Though Australia’s equity market continues to benefit from a resurgence in risk sentiment, macroeconomic trends remain ambiguous and focus is shifting to what happens when relief and support measures roll-off around September. With the linchpin of unemployment tracking at 7.1% in May with the benefit of job-retention policy, what happens here over the next few months will be a key determinant of GDP, credit loss, and house price outcomes. As permanent job losses mount from high-profile restructurings such as Qantas and Virgin, and with the outbreak yet to be contained, the government’s hand may be forced on prolonging temporary measures.
Dotty dot plot
It was another positive month for global fixed interest markets with corporate bonds outperforming government bonds as credit spreads continue to tighten. In the US, the Fed kept the target federal funds rate unchanged along with the size of its various asset purchasing programs. The major change was to the Secondary Market Corporate Credit Facility (SMCCF) that now allows the Fed to buy corporate bonds directly, rather than via ETFs. The other notable development was the release of Fed economic forecasts and the ‘dot plot’ which is a chart showing individual board member forecasts of the federal funds rate over time. There is strong consensus that the rate remains unchanged through 2021 and 2022, but members also concur on a return to normal levels between 2% and 3% in the longer run. Current yields on US government bonds are much lower (10yr at 0.7%, 30yr at 1.4%). This indicates the market is more sceptical on the path to normalisation.

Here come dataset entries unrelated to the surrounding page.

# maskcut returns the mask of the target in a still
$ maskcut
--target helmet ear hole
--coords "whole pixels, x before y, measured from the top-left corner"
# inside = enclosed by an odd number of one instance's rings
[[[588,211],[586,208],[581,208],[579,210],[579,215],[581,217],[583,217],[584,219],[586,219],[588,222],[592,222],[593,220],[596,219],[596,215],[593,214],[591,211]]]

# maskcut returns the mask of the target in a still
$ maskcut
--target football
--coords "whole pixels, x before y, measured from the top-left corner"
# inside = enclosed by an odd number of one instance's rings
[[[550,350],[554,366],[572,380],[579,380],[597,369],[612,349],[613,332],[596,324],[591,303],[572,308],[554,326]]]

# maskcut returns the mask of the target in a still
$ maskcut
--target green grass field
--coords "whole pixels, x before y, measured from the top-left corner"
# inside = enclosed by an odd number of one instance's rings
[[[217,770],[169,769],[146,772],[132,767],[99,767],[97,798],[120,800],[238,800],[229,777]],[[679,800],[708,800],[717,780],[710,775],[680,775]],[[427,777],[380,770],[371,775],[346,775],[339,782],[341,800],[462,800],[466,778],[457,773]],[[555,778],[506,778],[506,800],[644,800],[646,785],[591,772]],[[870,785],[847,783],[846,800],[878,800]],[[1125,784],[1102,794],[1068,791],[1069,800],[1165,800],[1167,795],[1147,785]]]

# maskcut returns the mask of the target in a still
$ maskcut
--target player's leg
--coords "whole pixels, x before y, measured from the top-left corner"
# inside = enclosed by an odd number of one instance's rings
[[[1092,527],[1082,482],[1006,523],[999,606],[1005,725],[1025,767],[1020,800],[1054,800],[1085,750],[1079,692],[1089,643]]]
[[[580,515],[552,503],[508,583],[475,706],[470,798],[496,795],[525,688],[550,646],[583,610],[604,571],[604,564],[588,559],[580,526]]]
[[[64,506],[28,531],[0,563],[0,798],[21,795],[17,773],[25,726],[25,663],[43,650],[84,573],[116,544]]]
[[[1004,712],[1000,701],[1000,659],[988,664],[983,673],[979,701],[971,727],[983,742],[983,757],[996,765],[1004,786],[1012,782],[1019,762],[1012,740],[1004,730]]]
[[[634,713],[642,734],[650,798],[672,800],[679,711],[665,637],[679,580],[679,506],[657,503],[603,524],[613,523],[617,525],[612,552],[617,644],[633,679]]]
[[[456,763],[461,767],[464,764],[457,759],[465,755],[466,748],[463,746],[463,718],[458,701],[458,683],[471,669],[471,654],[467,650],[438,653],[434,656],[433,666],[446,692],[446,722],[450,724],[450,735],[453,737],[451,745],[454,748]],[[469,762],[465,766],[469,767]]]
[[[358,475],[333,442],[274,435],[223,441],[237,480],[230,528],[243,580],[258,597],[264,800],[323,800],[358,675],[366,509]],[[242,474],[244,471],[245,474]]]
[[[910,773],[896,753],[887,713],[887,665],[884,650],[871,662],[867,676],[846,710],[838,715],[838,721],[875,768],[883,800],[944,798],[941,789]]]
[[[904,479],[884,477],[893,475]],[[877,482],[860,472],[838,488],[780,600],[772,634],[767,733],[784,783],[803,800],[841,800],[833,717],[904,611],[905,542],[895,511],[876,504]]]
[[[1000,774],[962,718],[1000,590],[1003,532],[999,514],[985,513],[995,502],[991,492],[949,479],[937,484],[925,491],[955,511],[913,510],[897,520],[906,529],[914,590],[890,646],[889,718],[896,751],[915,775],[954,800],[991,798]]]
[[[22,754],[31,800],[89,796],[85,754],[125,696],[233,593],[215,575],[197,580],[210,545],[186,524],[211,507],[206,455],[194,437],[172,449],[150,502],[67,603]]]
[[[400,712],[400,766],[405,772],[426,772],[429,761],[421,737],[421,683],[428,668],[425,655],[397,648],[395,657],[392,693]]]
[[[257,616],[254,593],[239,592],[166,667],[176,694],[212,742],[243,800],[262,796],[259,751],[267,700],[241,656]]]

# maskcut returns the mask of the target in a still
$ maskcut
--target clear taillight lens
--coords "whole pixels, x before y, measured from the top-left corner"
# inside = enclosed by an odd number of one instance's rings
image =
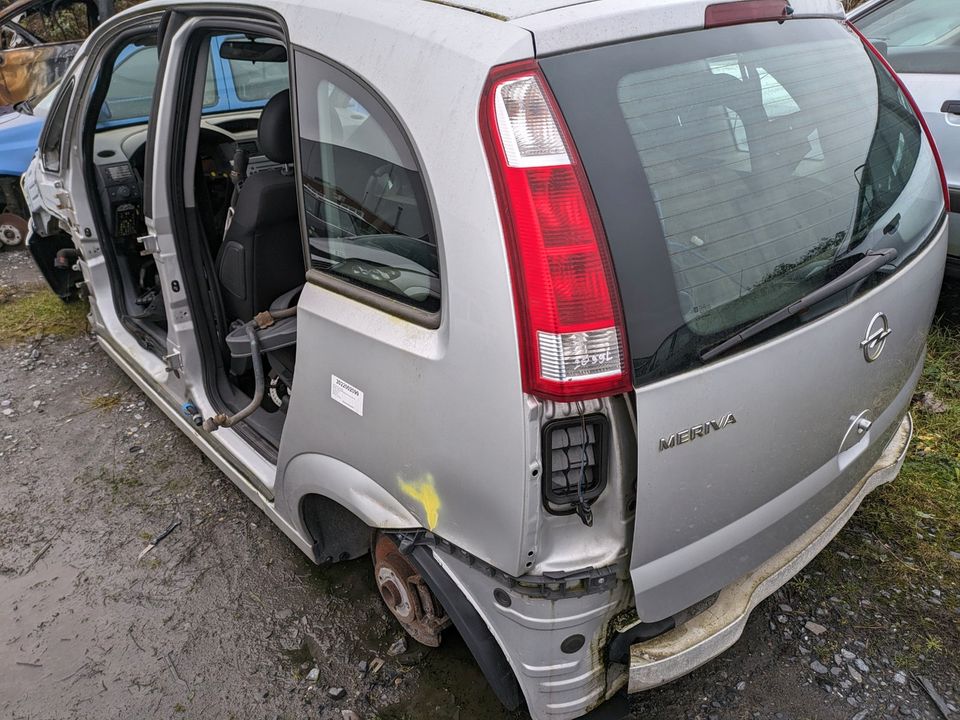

In New Zealand, government bonds also underperformed corporate bonds with the S&P/NZX Corporate Bond Index rising 0.2% compared to a fall of 0.6% for the S&P/NZX Government Bond Index. Government bond yields have been rising since the lows reached in May as the market starts to absorb more bond issuance. The RBNZ has kept the maximum size of its asset purchasing program unchanged at $60 billion, but expects to provide an update on this program and the use of other monetary policy tools with the release of its Monetary Policy Statement in August. The OCR was left unchanged at 0.25% and the RBNZ is still expecting to maintain this rate until March next year.